More people have self-radicalised online in pandemic
The coronavirus pandemic may have “exacerbated” the number of people self-radicalising online, the UK security minister, Damian Hinds, said in the wake of the Liverpool bombing.
Hinds said the security services had disrupted more than 30 late-stage plots in the last few years.
Counter-terrorism police said they “strongly believed” the man killed in the bombing to be Emad al-Swealmeen, 32, who had travelled in a taxi to Liverpool Women’s hospital from an address he had recently rented a few miles away.
The Guardian understands al-Swealmeen had previously changed his name to Enzo Almeni and is reported to have converted to Christianity from Islam in the last few years.
Police said they could not be sure if the hospital was the suspected suicide bomber’s intended target, or if the device he had constructed had ignited prematurely. The hospital is close to Liverpool cathedral, where a Remembrance Sunday event was taking place.
Hinds said there was a shift towards attacks becoming more self-directed. “We use the term ‘lone wolf’ a lot, sometimes it’s a bit … it can be a little misleading because it gives a certain picture of an individual,” he told Sky News on Tuesday.
“But it certainly is true that we’ve seen a move over time, a shift from these what we call directed attacks, part of a bigger organisation where people are following instructions, sometimes quite complex in their organisation, and move from that to more self-directed, some self-radicalised individuals or small groups, rarely totally, totally alone.”
Asked if it was right to lower the terror threat in February, Hinds said the decisions were taken independently. “But whether we talk about ‘substantial’ or ‘severe’, the threat level has been high for a long time now. As long as that is the case, there is of course the risk that a terrible event and atrocities such as this can happen,” he said.
“It’s necessary to be alert throughout.

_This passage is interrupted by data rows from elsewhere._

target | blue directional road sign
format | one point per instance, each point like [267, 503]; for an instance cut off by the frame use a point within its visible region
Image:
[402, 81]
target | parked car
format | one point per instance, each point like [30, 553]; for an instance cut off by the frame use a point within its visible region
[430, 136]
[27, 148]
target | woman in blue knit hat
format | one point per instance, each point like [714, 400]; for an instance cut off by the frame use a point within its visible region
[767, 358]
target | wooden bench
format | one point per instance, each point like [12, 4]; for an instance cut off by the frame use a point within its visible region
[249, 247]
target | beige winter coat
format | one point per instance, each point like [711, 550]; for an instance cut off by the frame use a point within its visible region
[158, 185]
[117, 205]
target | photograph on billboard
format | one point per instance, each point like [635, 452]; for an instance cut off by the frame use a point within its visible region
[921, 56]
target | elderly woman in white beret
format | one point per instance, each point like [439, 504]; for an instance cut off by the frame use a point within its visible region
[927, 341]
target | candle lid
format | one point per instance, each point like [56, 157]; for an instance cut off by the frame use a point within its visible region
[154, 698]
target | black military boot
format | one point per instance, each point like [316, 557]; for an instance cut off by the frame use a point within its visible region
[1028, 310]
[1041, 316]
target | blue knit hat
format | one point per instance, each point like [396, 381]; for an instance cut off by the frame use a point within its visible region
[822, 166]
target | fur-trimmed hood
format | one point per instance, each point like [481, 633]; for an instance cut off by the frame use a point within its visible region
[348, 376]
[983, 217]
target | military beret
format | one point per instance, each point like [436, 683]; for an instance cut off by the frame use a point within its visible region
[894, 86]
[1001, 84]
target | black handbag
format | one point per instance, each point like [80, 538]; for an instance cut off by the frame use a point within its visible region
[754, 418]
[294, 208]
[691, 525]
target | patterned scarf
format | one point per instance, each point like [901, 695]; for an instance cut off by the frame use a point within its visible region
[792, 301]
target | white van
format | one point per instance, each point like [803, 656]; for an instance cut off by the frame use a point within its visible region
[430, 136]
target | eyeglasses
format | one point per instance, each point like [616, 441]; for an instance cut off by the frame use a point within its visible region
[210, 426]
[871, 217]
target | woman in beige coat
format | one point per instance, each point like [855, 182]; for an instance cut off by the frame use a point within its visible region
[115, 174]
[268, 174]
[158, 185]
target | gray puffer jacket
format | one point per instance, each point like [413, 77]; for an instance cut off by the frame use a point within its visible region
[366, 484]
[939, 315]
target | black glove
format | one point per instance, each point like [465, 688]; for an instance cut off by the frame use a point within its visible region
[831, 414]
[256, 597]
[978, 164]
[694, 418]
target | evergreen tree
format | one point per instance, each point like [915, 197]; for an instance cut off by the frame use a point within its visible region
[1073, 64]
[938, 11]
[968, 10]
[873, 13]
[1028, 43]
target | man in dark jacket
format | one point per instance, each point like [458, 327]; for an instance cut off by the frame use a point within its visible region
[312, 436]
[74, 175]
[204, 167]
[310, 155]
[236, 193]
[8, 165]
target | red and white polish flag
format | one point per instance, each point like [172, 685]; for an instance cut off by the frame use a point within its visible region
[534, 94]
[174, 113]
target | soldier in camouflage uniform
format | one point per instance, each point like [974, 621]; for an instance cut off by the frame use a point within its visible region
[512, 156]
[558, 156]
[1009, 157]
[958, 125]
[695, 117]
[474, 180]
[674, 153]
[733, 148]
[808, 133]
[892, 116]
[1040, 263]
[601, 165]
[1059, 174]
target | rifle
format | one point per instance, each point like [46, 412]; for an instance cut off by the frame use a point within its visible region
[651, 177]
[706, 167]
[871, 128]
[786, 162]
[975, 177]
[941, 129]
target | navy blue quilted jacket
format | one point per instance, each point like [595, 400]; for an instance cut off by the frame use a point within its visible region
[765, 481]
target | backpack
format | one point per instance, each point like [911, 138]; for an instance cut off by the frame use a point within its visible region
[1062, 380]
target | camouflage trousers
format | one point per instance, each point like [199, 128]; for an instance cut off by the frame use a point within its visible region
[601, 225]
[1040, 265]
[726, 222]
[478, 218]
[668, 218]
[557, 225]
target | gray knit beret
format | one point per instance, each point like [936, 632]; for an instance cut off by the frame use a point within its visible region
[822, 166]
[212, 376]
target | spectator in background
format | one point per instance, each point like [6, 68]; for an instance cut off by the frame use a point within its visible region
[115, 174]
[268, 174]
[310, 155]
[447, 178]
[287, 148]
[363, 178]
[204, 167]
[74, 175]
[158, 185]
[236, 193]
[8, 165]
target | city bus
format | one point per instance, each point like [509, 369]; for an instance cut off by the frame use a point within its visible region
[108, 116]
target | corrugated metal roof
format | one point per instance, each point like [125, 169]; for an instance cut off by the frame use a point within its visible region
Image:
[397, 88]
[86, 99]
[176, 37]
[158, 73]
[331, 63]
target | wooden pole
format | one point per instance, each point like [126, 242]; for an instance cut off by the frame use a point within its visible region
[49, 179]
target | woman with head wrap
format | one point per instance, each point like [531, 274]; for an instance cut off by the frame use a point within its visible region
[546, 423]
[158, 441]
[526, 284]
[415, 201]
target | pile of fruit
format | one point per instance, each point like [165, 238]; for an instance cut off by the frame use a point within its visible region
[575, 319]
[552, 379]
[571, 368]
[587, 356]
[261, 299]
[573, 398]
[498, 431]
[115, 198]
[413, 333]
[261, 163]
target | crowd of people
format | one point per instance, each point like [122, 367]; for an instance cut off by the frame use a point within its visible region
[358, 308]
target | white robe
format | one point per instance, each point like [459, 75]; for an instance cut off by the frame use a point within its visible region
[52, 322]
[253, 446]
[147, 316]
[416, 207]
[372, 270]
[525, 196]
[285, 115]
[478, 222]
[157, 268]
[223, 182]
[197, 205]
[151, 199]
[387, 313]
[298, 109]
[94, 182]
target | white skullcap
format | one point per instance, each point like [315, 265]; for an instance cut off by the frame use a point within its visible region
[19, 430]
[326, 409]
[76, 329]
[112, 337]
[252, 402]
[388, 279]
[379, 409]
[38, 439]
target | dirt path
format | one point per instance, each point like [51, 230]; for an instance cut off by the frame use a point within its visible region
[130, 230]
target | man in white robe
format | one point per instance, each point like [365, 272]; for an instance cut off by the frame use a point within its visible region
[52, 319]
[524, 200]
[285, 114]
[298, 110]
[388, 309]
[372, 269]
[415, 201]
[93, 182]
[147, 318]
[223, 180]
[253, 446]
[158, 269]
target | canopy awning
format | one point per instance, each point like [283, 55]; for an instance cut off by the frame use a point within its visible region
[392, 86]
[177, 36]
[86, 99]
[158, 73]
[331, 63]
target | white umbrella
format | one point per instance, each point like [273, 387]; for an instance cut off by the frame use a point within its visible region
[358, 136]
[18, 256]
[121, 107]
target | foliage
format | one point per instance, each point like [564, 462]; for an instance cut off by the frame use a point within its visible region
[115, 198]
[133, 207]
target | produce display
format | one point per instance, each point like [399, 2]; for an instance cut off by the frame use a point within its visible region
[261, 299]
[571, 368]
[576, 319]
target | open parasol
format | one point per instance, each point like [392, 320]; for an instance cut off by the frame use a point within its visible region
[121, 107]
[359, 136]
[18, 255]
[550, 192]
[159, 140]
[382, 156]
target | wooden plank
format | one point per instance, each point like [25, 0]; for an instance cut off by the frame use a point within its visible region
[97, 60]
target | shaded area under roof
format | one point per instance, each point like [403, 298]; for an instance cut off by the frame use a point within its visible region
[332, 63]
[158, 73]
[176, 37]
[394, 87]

I think it’s right that the level has now been raised and these things are kept under constant review.”
The shadow home secretary, Nick Thomas-Symonds, said the government needed to launch a judge-led inquiry into “lone wolf” individuals to understand how better to prevent attacks.
“I previously called, after the terrible stabbings that occurred in Forbury Gardens in Reading [Khairi Saadallah was found guilty of three murders and given a whole life sentence] that we needed specifically to be looking at the issue of lone actors,” he said.

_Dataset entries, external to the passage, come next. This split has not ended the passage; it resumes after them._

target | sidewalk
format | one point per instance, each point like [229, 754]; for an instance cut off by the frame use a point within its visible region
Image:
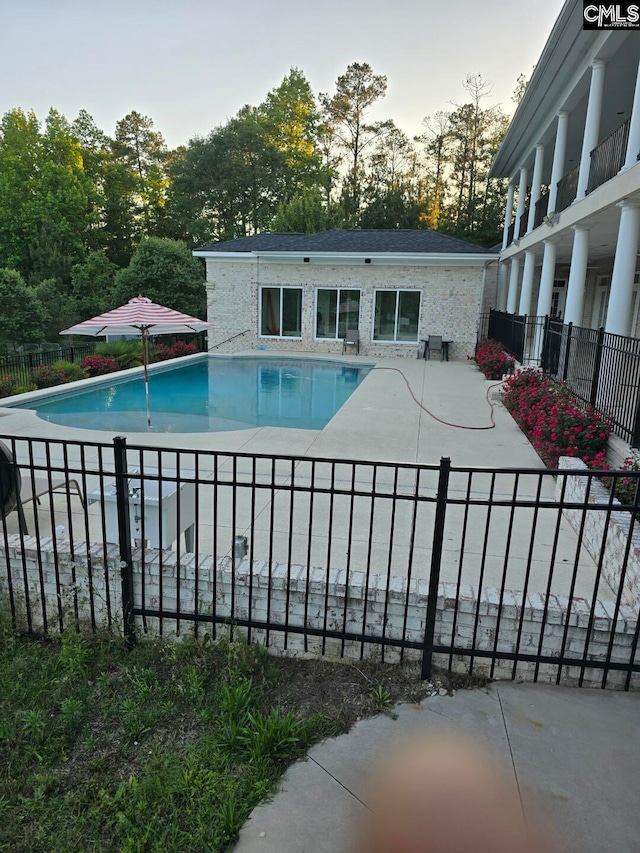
[573, 753]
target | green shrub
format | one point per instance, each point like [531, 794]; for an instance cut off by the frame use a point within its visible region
[72, 371]
[126, 353]
[46, 376]
[8, 385]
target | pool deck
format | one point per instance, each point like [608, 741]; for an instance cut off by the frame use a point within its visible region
[382, 422]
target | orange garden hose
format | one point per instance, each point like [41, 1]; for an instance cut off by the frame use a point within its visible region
[440, 420]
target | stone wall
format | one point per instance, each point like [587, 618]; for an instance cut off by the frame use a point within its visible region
[320, 600]
[613, 531]
[450, 303]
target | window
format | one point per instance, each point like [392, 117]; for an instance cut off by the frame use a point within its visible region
[281, 312]
[337, 311]
[397, 316]
[601, 304]
[558, 298]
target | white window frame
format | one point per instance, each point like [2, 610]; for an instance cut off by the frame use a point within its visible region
[315, 313]
[397, 291]
[279, 337]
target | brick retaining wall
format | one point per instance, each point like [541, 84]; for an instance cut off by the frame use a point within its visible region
[331, 603]
[614, 532]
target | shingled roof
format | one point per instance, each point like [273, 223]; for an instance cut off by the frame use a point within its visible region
[355, 241]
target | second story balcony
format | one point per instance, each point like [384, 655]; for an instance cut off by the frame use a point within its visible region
[608, 157]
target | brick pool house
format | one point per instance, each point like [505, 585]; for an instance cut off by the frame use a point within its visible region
[303, 291]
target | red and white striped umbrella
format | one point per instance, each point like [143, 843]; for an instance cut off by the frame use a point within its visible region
[137, 315]
[140, 316]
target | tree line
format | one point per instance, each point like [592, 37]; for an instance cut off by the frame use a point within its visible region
[88, 219]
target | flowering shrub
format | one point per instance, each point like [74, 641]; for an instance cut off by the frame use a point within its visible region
[180, 348]
[46, 376]
[8, 385]
[126, 353]
[97, 365]
[492, 360]
[625, 487]
[553, 421]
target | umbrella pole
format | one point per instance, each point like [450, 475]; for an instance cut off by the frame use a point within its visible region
[145, 361]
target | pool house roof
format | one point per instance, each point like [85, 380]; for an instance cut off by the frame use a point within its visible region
[389, 243]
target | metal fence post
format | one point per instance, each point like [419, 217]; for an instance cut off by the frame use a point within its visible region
[124, 537]
[544, 351]
[436, 560]
[635, 434]
[595, 379]
[567, 352]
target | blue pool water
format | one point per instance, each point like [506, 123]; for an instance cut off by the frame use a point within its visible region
[211, 395]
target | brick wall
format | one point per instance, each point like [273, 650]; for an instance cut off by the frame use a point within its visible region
[450, 302]
[613, 532]
[319, 600]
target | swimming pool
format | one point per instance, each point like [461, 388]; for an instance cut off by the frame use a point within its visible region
[212, 394]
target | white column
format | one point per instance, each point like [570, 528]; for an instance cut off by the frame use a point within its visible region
[547, 277]
[559, 156]
[503, 287]
[536, 186]
[633, 145]
[522, 198]
[624, 267]
[508, 216]
[527, 283]
[591, 125]
[512, 295]
[577, 276]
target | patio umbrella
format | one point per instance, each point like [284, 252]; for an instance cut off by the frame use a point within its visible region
[140, 316]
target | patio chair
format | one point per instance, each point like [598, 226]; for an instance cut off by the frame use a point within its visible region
[434, 344]
[16, 491]
[352, 338]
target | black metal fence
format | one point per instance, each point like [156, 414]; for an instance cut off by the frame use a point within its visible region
[495, 571]
[599, 368]
[21, 364]
[509, 330]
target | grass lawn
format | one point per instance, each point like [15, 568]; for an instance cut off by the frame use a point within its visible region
[165, 747]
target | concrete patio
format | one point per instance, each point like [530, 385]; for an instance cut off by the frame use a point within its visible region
[380, 422]
[571, 753]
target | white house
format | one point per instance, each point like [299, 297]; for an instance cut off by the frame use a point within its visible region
[572, 217]
[303, 291]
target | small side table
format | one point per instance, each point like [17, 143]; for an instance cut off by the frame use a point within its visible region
[160, 509]
[445, 348]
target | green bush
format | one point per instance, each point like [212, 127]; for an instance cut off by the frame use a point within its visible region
[47, 376]
[126, 353]
[8, 385]
[72, 372]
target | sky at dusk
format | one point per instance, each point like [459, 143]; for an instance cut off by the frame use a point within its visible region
[191, 64]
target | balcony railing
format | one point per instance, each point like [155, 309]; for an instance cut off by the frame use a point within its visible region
[567, 189]
[608, 158]
[542, 206]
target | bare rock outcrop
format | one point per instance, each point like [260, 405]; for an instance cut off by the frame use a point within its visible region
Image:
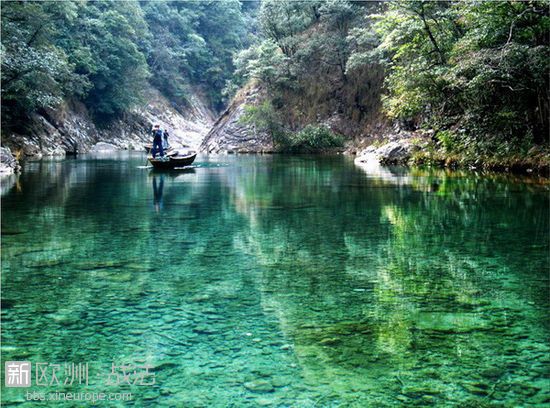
[70, 129]
[394, 152]
[230, 135]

“We don’t know the specific conclusions in the case in Liverpool yet as to whether someone was acting alone or in concert, and I’m not for a moment drawing that conclusion too prematurely.

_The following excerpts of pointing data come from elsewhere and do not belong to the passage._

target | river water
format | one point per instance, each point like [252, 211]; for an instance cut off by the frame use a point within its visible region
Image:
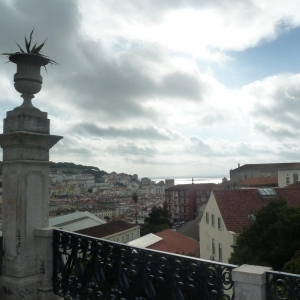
[188, 180]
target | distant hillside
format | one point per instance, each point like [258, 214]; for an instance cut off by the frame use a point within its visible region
[71, 168]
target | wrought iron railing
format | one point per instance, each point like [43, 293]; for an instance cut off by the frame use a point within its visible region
[1, 252]
[89, 268]
[282, 286]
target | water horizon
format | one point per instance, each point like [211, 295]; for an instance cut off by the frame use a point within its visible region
[189, 180]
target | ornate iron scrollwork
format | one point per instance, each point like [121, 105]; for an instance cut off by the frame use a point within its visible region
[89, 268]
[283, 286]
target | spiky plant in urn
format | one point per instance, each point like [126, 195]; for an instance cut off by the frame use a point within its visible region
[28, 79]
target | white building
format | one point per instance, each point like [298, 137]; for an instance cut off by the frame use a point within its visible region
[228, 211]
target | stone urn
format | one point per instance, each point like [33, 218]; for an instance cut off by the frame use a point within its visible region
[28, 80]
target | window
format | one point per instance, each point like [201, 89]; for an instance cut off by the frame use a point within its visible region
[220, 252]
[219, 224]
[207, 242]
[295, 177]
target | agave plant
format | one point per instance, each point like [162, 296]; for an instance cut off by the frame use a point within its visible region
[32, 49]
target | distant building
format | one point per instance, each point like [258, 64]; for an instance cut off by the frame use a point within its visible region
[184, 200]
[168, 241]
[250, 171]
[169, 183]
[228, 211]
[288, 175]
[117, 231]
[75, 221]
[145, 181]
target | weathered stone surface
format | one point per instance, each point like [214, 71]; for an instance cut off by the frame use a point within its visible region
[250, 282]
[31, 121]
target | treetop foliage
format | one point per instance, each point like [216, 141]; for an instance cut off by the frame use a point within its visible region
[157, 221]
[272, 239]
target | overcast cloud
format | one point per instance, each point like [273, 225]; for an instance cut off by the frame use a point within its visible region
[159, 88]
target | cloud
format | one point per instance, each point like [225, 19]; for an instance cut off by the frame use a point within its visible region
[146, 133]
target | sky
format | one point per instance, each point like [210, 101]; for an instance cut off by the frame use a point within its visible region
[167, 88]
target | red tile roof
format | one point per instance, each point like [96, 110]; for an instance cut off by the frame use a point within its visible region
[272, 181]
[104, 230]
[207, 185]
[295, 185]
[236, 205]
[175, 242]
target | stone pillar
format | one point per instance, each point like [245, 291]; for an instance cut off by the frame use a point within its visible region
[250, 282]
[26, 142]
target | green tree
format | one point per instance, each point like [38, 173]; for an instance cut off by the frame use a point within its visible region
[272, 239]
[157, 221]
[293, 266]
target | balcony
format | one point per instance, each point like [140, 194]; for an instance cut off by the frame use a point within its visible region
[90, 268]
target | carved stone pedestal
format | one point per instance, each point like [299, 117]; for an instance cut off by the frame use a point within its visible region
[26, 143]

“But I do think we need to be looking at the attacks that have taken place. Do we need something like a judge-led inquiry to look at the issue of lone attackers? And we need now, as I say, to get this investigation concluded as swiftly as possible, and then to look at the wider conclusions that perhaps we need to draw.”
The man killed in Liverpool was not previously known to MI5, which keeps a list of 3,000 current suspects and just over 20,000 previous suspects, or to specialist counter-terrorism police officers.
The dead man, who police believe built the improvised explosive device, is thought not to be British-born and to have had Syrian and Iraqi heritage. His status in the UK is under investigation, as is his time spent at a privately run asylum seeker hostel in Liverpool.
The threat level had been at the lower level since 8 February after a “significant reduction” in the momentum of attacks in Europe, including those seen in Austria and France between September and November 2020.
Announcing on Monday that the attack level would be raised, the home secretary, Priti Patel, said this was because there had been two attacks – Liverpool and the murder of MP David Amess – in the space of a month.